Ship-It Designv0.0.20

GitHub

Theming

Tokens are dark-first. The default :root carries the dark palette; [data-theme="light"] is the opt-in override. Setting the attribute on <html> flips every CSS variable — every component goes with it.

tsx
// Toggle from anywhere in your app:
import { useTheme } from '@ship-it-ui/ui';
 
const { theme, toggle } = useTheme();

Accent#

A single --accent-h knob drives the accent in both themes.
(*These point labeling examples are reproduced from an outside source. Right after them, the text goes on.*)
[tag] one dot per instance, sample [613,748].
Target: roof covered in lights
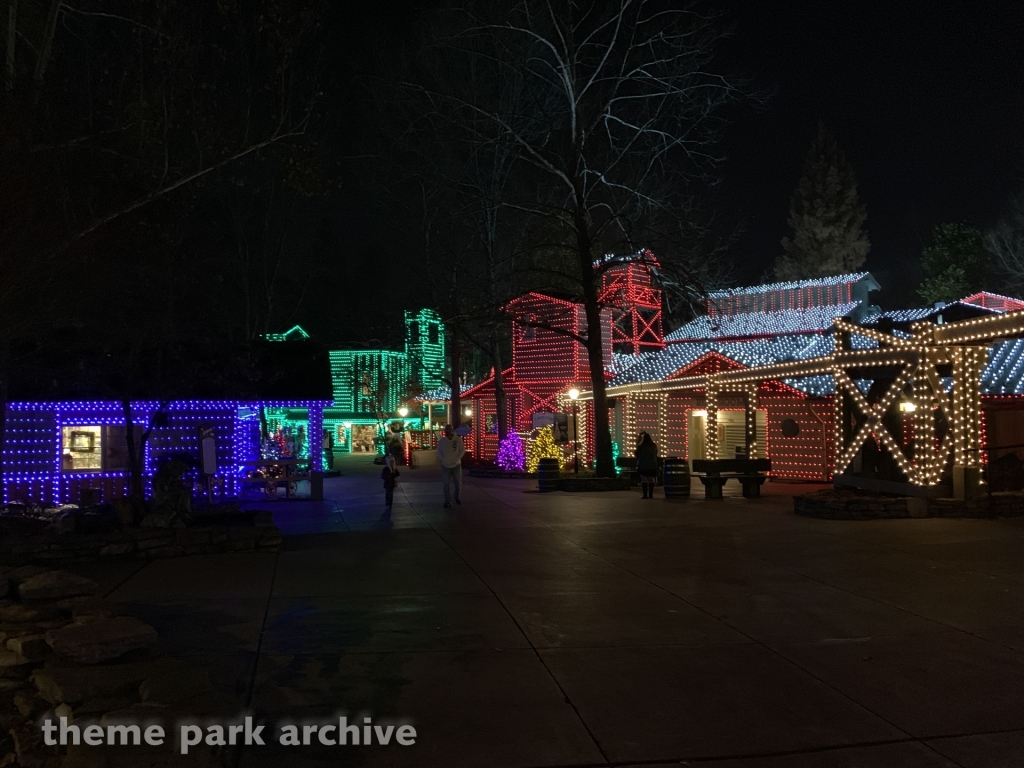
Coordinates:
[749,325]
[835,280]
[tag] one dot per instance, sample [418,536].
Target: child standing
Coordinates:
[390,476]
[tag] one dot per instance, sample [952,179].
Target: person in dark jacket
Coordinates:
[390,476]
[647,465]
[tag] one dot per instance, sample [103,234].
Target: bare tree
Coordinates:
[612,115]
[1006,243]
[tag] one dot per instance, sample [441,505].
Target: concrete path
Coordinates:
[539,630]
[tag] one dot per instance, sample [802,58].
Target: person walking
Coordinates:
[450,451]
[647,465]
[390,476]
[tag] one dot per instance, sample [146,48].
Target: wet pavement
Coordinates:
[523,629]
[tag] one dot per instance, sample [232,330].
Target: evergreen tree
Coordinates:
[511,455]
[826,216]
[953,263]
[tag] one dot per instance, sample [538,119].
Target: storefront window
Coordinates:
[82,449]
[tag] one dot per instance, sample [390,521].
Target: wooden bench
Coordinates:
[714,473]
[270,484]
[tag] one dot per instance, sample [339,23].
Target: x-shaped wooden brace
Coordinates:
[872,422]
[541,401]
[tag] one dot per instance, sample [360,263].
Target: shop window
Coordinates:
[82,449]
[87,448]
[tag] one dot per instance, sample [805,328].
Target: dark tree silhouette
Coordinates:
[826,217]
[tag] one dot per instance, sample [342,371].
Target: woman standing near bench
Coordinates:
[647,465]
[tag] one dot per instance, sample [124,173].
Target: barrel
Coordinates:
[547,475]
[677,478]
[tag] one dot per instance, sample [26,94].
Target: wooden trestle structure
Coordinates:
[906,374]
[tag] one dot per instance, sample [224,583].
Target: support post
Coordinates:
[751,420]
[968,364]
[711,432]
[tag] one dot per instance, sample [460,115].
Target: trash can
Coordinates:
[547,475]
[677,478]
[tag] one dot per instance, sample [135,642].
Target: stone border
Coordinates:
[260,535]
[503,474]
[842,504]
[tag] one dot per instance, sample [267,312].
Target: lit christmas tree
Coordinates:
[542,446]
[511,456]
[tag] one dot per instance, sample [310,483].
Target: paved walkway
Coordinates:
[538,630]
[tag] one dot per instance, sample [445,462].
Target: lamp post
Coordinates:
[573,395]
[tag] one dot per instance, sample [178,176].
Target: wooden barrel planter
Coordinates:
[677,478]
[547,475]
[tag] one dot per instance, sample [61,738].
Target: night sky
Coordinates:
[926,98]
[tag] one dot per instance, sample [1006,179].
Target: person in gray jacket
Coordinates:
[647,465]
[450,452]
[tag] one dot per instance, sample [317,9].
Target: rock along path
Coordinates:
[586,630]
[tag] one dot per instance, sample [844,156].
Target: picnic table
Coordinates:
[714,473]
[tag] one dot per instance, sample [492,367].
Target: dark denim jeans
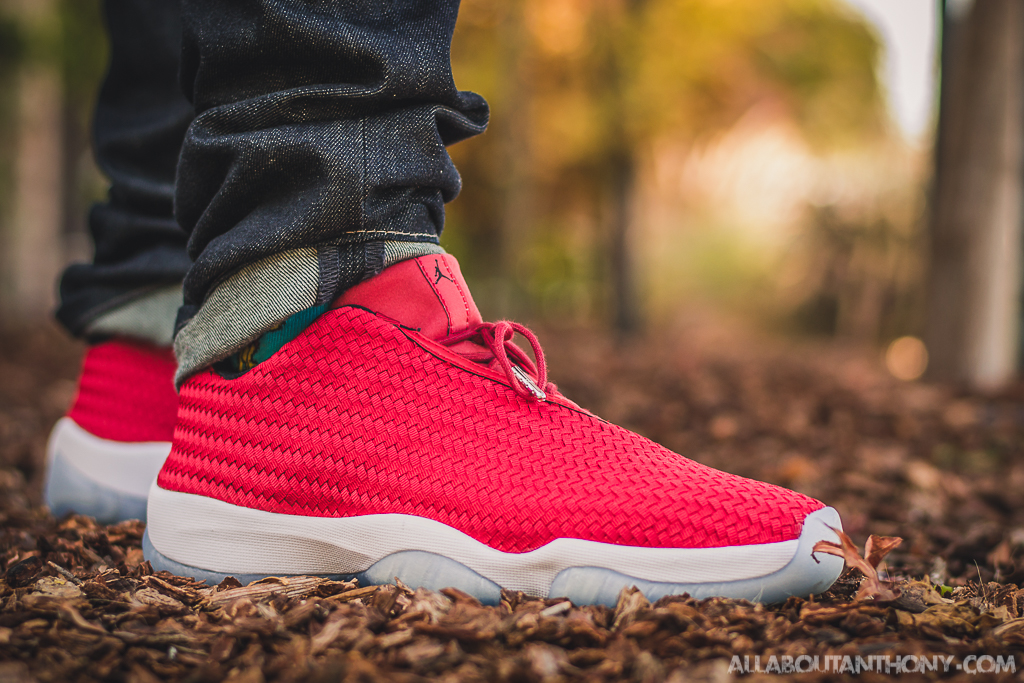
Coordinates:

Override it on <html> (or any ancestor) to recolor without touching components:

css
:root {
  --accent-h: 220; /* default cyan-ish */
}
[data-brand='warm'] {
  --accent-h: 30;
}

ship-it.config.ts — full customization#

For everything beyond hue rotation — re-skinning specific roles, swapping the font family, overriding light-theme accents — drop a ship-it.config.ts at your repo root and run the shipit build-tokens CLI. The CLI emits a sparse override stylesheet you import after globals.css.

ts
// ship-it.config.ts
import { defineConfig } from '@ship-it-ui/tokens/config';
 
export default defineConfig({
  accentH: 280,
  color: {
    dark: { panel: '#0d0f14', ok: 'oklch(0.8 0.18 145)' },
    light: { accent: 'oklch(0.42 0.14 280)' },
  },
  typography: {
    fontFamily: { sans: '"Söhne", system-ui, sans-serif' },
    fontSize: { body: '14px', h1: '36px' },
  },
});

Run the CLI (wire it into prebuild / predev for convenience):

bash
npx shipit build-tokens         # one-shot
npx shipit build-tokens --watch # re-emit on config changes during dev

Then add one extra import at your app entry, AFTER globals.css:

ts
import '@ship-it-ui/ui/styles/globals.css'; // DS defaults
import './.ship-it/tokens.css'; // your overrides (sparse)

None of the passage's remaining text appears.